This means that application creators have the following constraints:
Applications which require singleton behavior can either choose to implement application-layer leader election, or use convergent data structures to make sure that all overlapping changes will always commute.
Data corruption can - and will - eventually happen and applications need to be able to recover from this. Typically this means checkpointing data writes to limit the blast radius of any potential corruption (more appropriate for batch-style processes), engineering teams should properly evaluate the possibility for corruption and recovery in their particular use case.
The authors of Nelson fully appreciate that these constraints require more engineering work. However, by applying these constraints it means Nelson can provide a guarantee around several critical behaviors, and set the right expectation from the start about application lifecycle.
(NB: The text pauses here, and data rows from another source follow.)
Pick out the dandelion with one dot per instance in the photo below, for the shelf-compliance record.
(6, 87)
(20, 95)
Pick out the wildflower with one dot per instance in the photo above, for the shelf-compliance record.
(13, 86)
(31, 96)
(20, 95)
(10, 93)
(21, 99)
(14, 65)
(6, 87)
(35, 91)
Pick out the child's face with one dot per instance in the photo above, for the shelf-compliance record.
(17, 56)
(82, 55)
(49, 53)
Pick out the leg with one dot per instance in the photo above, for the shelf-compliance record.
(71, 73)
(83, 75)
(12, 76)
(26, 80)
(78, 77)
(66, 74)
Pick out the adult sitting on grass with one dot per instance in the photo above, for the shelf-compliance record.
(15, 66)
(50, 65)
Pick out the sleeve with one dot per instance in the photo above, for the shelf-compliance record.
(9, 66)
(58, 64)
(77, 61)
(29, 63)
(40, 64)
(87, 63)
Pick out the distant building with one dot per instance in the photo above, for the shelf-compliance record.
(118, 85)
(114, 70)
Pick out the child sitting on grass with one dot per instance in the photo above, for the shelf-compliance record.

Moreover, these constraints represent best practice from a distributed systems perspective, and acknowledge the reality of discrete, interactive systems.
What Nelson Is Not
Nelson is not a monolithic solution that solves all problems. Nelson follows the classic Unix philosphy: it is highly composable with other tools, which allows the system to be non-prescriptive, whilst still itself delivering value. There are a few scenarios which were very deliberately ignored:
Nelson does not support ad-hoc deployments: users cannot deploy random, unversioned containers from their desktop; this is a very deliberate design feature.
Nelson works best in a poly-repo environment, where builds focus on small, atomic units. Nelson can work with explicit tagging and releasing for those with a mono-repo style of source control, but it will almost certainly require some proprietary tooling - this will always be out of scope for Nelson and its ecosystem.